Paulo Monteiro is a Brazilian artist who was born in São Paulo in 1961. He is a painter, sculptor and designer. In the 80s he was one of the founders of "Casa7" group. Participated in two Biennales of São Paulo (1985 and 1994). Lives and works in São Paulo, Brazil. Some of his works are in important collections, Museum of Modern Art (MoMA), São Paulo Museum of Modern Art, Pinacoteca do Estado de São Paulo, Rio de Janeiro Museum of Modern Art, Niterói Contemporary Art Museum; Start Museum, Shanghai.

== 1970s ==
From 1977 Monteiro attended Colegio Equipe Secondary School in São Paulo; fellow students included Fabio Miguez, Antonio Malta, Rodrigo Andrade, Branco Melo, Nando Reis, Leda Catunda, together with the filmmaker Cao Hamburger and the writers, Augusto Massi and Arnaldo Antunes. Towards the end of the 1970s he contributed to magazines from the subculture of São Paulo, including Boca and Almanak 80 and created front cover designs for three unique editions of Papagaio. His drawings were influenced by George McMannus, Robert Crumb and Luiz Sa.

== 1980s ==
In 1981 he began to paint regularly, inspired by the late work of Philip Guston in the XVI Bienal of São Paulo. In 1983 he formed the group Casa 7 with Fabio Miguez, Rodrigo Andrade, Carlito Carvalhosa, Nuno Ramos and, initially, the painter, Antonio Malta. In 1985 the group was invited to exhibit at the XVIII Bienal of São Paulo and from that time it was known throughout Brazil.

In 1986 he began to produce three-dimensional sculpture, using lengths of pipe and wood. This work was shown in the II Bienal of Havana in Cuba. During the mid-1980s he met Mira Schendel, to whom he dedicated his first book of drawings, published in 1991. Earlier he had begun work at the Art Studio Raquel Arnaud, where he had his first individual exhibition of sculpture in 1987.

== 1990s ==
In 1991 he co-curated the Goeldi Collection, which had, as its first release, a book with eighteen drawings from Monteiro, accompanied by a text from Alberto Tassinari. Later the editors released the first monograph on the work of Amilcar de Castro and also a special edition of Nuno Ramos book Cujo. In 1992, Monteiro began to work at the Centro Cultural São Paulo, where he remained until 2010.

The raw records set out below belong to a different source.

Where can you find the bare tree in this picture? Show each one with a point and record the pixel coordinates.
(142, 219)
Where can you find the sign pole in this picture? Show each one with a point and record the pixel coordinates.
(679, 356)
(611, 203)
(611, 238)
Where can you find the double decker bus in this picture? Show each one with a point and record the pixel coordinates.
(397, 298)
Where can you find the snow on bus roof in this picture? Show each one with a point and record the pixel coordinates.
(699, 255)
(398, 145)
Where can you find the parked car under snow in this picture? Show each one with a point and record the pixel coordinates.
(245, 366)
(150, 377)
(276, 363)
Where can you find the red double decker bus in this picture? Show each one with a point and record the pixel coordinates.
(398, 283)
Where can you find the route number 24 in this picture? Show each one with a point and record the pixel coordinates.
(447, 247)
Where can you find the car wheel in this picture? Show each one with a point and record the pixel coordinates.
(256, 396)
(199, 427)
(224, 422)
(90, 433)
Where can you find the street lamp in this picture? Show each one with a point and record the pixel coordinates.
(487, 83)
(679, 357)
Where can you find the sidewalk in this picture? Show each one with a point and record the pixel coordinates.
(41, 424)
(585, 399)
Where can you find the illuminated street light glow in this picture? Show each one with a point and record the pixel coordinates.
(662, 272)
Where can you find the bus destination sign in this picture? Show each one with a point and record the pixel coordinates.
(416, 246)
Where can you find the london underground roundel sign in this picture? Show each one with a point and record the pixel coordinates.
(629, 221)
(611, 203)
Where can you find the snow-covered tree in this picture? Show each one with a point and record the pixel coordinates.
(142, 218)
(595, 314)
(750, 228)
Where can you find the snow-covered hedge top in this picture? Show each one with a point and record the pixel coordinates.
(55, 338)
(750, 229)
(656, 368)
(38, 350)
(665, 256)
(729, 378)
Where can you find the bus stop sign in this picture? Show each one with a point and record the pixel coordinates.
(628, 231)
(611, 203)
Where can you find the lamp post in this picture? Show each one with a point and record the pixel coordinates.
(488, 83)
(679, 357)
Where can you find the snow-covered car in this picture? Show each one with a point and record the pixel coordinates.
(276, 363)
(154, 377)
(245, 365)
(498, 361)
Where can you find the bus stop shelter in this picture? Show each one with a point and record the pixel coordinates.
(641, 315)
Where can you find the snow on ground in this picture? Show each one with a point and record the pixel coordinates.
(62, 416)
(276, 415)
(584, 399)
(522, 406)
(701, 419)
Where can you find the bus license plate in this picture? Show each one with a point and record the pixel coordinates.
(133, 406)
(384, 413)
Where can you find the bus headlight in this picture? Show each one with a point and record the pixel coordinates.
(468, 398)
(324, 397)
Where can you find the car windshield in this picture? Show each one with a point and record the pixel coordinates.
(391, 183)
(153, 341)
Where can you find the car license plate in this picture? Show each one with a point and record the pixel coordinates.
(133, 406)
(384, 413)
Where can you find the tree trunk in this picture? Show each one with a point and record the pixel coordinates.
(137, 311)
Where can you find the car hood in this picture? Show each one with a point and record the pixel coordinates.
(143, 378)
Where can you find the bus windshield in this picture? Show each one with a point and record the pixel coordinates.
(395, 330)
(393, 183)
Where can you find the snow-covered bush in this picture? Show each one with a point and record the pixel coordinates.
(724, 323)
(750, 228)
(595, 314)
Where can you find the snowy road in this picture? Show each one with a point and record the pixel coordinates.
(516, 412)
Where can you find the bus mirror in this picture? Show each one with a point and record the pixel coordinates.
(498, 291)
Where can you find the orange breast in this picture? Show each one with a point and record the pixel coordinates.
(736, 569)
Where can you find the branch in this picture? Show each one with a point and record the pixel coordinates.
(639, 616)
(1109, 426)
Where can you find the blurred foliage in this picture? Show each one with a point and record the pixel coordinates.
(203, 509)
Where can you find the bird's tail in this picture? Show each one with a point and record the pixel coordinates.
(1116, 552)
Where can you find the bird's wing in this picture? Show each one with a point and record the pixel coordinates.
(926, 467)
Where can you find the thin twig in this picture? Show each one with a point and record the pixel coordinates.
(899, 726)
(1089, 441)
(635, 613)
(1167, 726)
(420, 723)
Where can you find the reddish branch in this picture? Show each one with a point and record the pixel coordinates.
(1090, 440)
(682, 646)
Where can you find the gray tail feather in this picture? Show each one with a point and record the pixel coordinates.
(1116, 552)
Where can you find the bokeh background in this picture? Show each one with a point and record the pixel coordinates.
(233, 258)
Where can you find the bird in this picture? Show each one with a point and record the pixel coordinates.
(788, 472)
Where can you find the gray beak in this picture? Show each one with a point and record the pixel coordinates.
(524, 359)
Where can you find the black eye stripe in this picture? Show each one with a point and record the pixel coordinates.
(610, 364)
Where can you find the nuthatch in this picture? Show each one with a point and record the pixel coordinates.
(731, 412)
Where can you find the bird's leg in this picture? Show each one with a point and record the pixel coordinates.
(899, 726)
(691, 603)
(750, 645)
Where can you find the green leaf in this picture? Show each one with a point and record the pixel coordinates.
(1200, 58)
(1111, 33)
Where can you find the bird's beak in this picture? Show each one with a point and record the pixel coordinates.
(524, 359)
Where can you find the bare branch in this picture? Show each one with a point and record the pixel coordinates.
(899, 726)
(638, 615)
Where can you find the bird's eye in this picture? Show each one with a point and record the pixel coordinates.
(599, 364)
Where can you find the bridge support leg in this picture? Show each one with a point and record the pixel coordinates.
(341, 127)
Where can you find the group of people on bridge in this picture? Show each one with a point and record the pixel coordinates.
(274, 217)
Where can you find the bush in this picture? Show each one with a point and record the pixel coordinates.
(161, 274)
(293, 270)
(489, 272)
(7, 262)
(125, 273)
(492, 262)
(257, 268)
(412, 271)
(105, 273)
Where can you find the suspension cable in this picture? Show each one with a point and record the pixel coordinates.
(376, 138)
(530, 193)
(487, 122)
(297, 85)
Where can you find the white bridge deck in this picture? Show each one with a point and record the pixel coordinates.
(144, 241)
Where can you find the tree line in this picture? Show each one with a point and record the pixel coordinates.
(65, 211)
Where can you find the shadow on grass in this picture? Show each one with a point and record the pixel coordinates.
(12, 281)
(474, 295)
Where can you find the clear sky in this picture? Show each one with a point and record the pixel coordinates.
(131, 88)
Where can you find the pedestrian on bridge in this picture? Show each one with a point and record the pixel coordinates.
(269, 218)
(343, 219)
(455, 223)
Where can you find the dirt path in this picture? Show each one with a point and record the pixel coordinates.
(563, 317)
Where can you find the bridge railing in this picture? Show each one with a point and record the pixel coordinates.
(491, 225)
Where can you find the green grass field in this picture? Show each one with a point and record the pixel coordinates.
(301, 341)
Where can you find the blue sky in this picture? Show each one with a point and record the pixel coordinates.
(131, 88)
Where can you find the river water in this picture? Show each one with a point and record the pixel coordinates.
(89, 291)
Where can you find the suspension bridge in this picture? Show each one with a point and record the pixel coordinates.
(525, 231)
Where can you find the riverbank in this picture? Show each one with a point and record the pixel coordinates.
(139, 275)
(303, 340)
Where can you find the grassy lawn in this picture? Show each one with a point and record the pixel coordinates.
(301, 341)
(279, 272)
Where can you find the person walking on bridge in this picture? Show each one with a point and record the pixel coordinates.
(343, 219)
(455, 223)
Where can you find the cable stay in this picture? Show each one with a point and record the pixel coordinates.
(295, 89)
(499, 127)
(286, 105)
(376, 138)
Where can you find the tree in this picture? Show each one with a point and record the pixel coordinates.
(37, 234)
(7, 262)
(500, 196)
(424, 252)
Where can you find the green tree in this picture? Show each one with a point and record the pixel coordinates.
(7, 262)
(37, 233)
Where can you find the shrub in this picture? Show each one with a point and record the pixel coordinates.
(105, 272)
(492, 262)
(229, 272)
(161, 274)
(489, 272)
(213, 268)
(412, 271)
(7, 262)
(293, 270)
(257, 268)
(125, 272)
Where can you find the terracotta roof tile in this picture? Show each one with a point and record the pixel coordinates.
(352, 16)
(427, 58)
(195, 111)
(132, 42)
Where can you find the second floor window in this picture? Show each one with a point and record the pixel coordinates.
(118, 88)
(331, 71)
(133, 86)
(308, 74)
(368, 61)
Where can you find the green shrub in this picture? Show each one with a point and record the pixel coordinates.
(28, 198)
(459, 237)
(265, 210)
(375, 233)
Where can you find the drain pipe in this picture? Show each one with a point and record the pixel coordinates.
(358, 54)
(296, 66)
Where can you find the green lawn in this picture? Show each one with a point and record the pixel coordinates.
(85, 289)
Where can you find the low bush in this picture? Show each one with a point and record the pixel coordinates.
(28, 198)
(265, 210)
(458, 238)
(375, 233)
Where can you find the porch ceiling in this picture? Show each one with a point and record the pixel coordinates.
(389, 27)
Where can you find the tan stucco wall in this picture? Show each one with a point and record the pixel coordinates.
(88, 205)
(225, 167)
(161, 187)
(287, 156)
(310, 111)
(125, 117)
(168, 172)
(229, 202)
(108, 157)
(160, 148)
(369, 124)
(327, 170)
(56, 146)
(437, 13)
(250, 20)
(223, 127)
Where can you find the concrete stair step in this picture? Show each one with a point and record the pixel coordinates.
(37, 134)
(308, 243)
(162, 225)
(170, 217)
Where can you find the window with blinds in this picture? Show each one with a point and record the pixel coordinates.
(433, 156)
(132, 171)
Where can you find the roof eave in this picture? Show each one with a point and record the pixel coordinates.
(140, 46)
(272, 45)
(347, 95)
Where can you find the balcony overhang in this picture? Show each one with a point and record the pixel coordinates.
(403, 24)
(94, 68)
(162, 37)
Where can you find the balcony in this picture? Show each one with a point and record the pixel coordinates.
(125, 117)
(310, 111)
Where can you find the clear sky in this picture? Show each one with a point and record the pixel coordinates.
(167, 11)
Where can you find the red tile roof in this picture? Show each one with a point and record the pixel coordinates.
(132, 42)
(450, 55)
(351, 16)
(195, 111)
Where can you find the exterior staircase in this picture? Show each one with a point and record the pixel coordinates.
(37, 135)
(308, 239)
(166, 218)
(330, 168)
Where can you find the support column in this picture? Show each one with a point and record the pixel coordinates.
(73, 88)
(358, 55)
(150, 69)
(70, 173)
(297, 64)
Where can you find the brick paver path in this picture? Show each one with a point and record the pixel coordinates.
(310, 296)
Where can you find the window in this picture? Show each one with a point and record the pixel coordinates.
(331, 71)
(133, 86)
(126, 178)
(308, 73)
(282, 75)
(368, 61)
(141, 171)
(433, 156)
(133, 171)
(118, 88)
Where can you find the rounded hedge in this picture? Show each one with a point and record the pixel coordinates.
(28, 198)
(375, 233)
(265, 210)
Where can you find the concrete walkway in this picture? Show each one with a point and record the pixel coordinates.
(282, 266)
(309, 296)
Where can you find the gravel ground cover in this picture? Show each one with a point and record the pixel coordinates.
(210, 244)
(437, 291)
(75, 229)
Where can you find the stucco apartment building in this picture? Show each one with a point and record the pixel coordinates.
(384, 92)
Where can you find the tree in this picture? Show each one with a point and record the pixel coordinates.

In 1993 he won first prize at the IV Bienal of Santos/SP and had an individual exhibition of sculpture, paintings and drawings in the Paulo Figueiredo Art Gallery in São Paulo.

He contributed to the XXII Bienal of São Paulo in 1994 with lead sculpture. In 1999 he was awarded the Bolsa Vitae de Artes Visuais.

== 2000s ==
From 2000 to 2009, Monteiro was once again painting, always exploring the margins and limits of shape. These paintings evolved, decreasing in gesture and culminating with a group of gouaches. Describing the art, Rodrigo Andrade states: “A very subtle sense of humour affirms the consciousness of its strangeness, of its nature — almost grotesque — and the colours emerge like the easiest thing in the world”.

In 2008 the Pinacoteca Estadual de São Paulo staged a retrospective of Monteiro's work, from 1989 to 2008, curated by Taisa Palhares and, with the partnership of the editors Cosac and Naify, the first monograph of Paulo Monteiro work was released.

== 2010s ==
In 2013 Monteiro exhibited his work at Mendes Wood Gallery in São Paulo. In the following year, the Museum of Modern Art, New York, acquired twelve of his artworks.